The moment the Lakers unveil Kareem Abdul-Jabbar's statue Friday at Star Plaza outside Staples Center, everyone will see a 16-foot, 1,500-pound bronze image of the player who delighted Lakers fans and frustrated opponents.
"It's me in a classic sky-hook pose," Abdul-Jabbar said in a phone interview. "It looks good."
Other images will also be on display. The Showtime Lakers -- including Magic Johnson, James Worthy, coach Pat Riley and general manager Jerry West -- will be among the key speakers at the unveiling.
Abdul-Jabbar will reflect on a storied 20-year career with the NBA, where he remains the league's all-time leading scorer (38,387 points) and won five of his six NBA titles and three of his six league MVP awards with the Lakers.

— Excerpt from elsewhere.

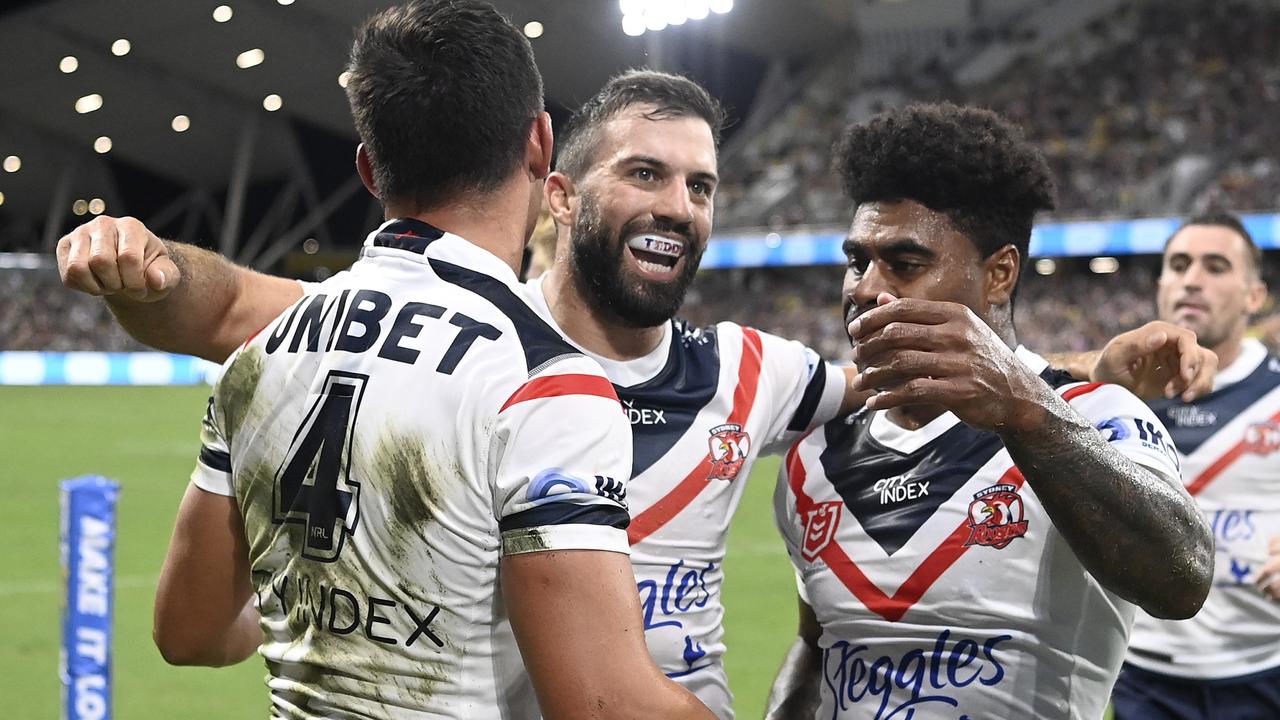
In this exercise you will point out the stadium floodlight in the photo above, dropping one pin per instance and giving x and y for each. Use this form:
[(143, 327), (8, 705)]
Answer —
[(88, 103), (250, 58), (1104, 265), (653, 16)]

And Abdul-Jabbar hopes no ill will emerges from his criticism of the Lakers 17 months ago for not unveiling his statue sooner.
"I didn't handle that well. I had something to talk about, but I started to vent on it," he said. "I didn't need to do that."
Has Abdul-Jabbar made amends with the Lakers?
"It seems like it's OK," he said. "Dr. Buss was ill earlier this year, and I visited him. He was happy to see me. I don't think this is going to be a lingering issue between me and him and the people who run the franchise."
If there are, they could always share those issues during Abdul-Jabbar's celebrity roast Saturday hosted by comedian George Lopez at the JW Marriott L.A. Live
"I'm ready for the most part," Abdul-Jabbar said, laughing. "It's been so long since I've played, so hopefully guys have forgotten about a whole lot of stuff."
No one will forget about Abdul-Jabbar's famed sky hook, though.
In an exercise dating to fourth grade in Harlem, N.Y., Abdul-Jabbar repeatedly worked on what he called the "George Mikan drill." For that, Abdul-Jabbar stood at the right side of the basket, attempted a hook shot off the glass and then rebounded the ball. The drill placed a premium on using both hands, perfecting his footwork and, of course, mastering his hook shot. He also marveled at other elite centers from afar, such as Bill Russell and Wilt Chamberlain.
Soon enough, Abdul-Jabbar used his distinctive skill set to help UCLA to three national championships. He won even more with the Lakers.
"It made me very confident that I could score," Abdul-Jabbar said. "I was never a bruiser. 'Shaq' (O'Neal) shed defenders like ducks shed water. Those guys were too small and not strong enough to guard him. I didn't have that advantage. But my quickness and length, I was able to use that to a greater advantage."
Yet, Abdul-Jabbar maintains he didn't care about holding the scoring record, saying, "I just wanted to win." He also downplayed suspicions he wanted to top his rival Chamberlain, who remains fourth on the league scoring list (31,419).
"I didn't eclipse Wilt. I did something Wilt didn't do because I played longer and I made my free throws," Kareem said with a laugh. "I never scored 100 points in a game or averaged 55 points a game. Wilt did stuff that was phenomenal, and no one is ever going to just push him out of the picture."
Also behind Abdul-Jabbar on the scoring list: Karl Malone (36,928), Michael Jordan (32,292) and Kobe Bryant (29,695). Will anyone ever break Abdul-Jabbar's record?
"Sure, but somebody is going to have to play pretty close to 20 years and be the offensive focus and be someone the coach wants him to take a lot of shots," he said. "Who knows who is going to last that long. LeBron (James) and Kobe can certainly score and might do it. But most people tell me they're making too much money and won't want to play that long."
Abdul-Jabbar has other concerns beyond his playing legacy.
This past year, he has served as a cultural ambassador for the U.S. Department of State, traveling to Brazil to speak about education issues.
For the past month, Abdul-Jabbar has worked as California's After School STEM ambassador, a gig that involves him speaking about the importance of science and math in education. With that role, Abdul-Jabbar will go on a nationwide city tour next year where he will unveil more than 300 pieces of memorabilia that reflect his career. Proceeds from tickets to such events will benefit his foundation and the STEM (science, technology, engineering and mathematics) program.
But first things first.
Abdul-Jabbar will soon see his likeness on full display. It's a moment he waited for a while, and one he's eventually learned to appreciate.
"I'm very thankful and really appreciative," he said. It will be a nice thing to share with the fans and have some fun moments with it."